O resultado global menos satisfatório, quando se considera a CSC, se deve ao comportamento das fontes vinculadas como FAS, FPAS e as que financiam o BNH.
O FPAS, estimulado pelo crescimento do nível de emprego, apresenta um dispêndio em 1985 e 1986 maior que em 1984 e 1983, mas ainda inferior ao registrado em 1982.
No FAS a queda foi bem maior: as aplicações em 1986 foram 70% menores do que em 1982. O mesmo aconteceu com o BNH, onde o percentual de diminuição foi de 62,8% em relação a 1982.
A intenção não só de preservar os programas sociais, como até mesmo fortalecê-los mediante o aumento das contribuições previdenciárias em 1982 e a criação do FINSOCIAL no mesmo ano, não foram suficientes para compensar o impacto negativo da recessão. O FINSOCIAL, embora tenha contribuído para reforçar linhas de ação da maior importância, como os programas de alimentação e nutrição, no geral funcionou como simples substitutivo de recursos das fontes fiscais convencionais.
Nota: As opiniões emitidas neste trabalho, elaborado em junho de 1986, são de responsabilidade exclusiva dos autores, não sendo necessariamente endossadas pelo IPEA ou pelo BIRD.
1 Segundo a Classificação Funcional Programática. No caso de Educação e Cultura adotou-se a Classificação por Programa (Ensino do 1°. Grau, Ensino do 2°. Grau, Ensino Supletivo, Educação Física e Desporto, Assistência ao Educando, Cultura e Educação Especial).
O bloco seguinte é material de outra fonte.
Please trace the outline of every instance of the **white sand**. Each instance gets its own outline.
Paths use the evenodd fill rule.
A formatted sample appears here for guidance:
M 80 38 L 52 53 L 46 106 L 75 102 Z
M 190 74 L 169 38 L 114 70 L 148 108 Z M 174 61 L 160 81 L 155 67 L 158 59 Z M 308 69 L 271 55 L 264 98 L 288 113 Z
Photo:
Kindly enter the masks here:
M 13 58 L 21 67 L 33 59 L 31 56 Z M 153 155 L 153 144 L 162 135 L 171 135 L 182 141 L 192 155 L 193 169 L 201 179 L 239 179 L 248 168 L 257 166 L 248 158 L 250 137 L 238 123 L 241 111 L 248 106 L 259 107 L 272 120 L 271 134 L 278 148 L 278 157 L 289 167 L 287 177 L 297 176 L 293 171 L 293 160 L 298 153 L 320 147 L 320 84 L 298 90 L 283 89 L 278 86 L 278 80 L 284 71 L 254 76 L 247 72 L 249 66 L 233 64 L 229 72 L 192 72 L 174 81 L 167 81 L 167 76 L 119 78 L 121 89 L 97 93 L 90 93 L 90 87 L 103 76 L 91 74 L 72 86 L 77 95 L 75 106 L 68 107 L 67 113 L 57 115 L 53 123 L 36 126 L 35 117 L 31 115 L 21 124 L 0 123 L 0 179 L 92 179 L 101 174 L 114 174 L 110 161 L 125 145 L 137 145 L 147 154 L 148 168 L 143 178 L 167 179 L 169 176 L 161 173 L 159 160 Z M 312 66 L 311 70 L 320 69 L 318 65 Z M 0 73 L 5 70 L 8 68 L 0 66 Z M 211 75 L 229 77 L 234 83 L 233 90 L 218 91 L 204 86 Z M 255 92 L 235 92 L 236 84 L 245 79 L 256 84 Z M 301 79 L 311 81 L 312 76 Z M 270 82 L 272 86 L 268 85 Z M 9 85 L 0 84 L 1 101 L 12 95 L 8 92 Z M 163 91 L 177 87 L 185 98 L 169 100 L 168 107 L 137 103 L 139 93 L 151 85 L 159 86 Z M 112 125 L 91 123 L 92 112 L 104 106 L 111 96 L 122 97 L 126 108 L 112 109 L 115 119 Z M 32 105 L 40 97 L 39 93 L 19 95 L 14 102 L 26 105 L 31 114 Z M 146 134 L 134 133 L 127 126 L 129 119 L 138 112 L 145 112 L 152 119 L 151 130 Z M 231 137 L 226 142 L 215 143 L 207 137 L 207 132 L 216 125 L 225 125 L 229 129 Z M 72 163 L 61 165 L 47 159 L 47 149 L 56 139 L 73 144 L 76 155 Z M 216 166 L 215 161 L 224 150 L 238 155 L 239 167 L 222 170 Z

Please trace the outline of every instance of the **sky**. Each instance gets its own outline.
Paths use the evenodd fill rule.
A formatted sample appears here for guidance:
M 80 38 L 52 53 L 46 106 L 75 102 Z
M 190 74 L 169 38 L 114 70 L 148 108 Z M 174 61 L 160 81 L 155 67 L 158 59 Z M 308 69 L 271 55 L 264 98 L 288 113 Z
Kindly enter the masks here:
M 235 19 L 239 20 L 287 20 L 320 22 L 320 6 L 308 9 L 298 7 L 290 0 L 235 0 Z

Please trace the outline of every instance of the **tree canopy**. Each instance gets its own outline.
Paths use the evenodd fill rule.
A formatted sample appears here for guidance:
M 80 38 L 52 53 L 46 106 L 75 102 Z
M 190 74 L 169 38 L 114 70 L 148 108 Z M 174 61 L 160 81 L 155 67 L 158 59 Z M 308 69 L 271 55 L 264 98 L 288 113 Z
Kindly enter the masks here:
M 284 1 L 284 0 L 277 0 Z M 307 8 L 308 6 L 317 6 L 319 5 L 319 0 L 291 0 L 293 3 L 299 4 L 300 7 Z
2 Funções de Governo consideradas como sociais neste estudo: Educação e Cultura, Habitação e Urbanismo, Saúde e Saneamento, Trabalho, Assistência e Previdência. Os seguintes Ministérios foram classificados como da área social: Educação e Cultura, Interior, Previdência e Assistência Social, Saúde e Trabalho. A partir de 1985, considera-se também os Ministérios da Cultura e Desenvolvimento Urbano e Meio Ambiente.
3 MS FSESP,Relatório e prestação de contas,1986.
4 Inclui a contribuição social que compõe o FINSOCIAL criada em 1982 (Decreto-lei nº 1940).
5 REZENDE, Fernando e SILVA, Beatriz A. Estudos para a Reforma Tributária. Tomo 4, Contribuições Sociais. IPEA. Textos para discussão interna nº 107. Março, 1987.
6 ABREU e LIMA, M., BAPTISTA, L. e MUNIZ, K. FINSOCIAL Análise Sumária do Financiamento (1982 1986) IPEA/ASTECFINSOCIAL, janeiro, 1987.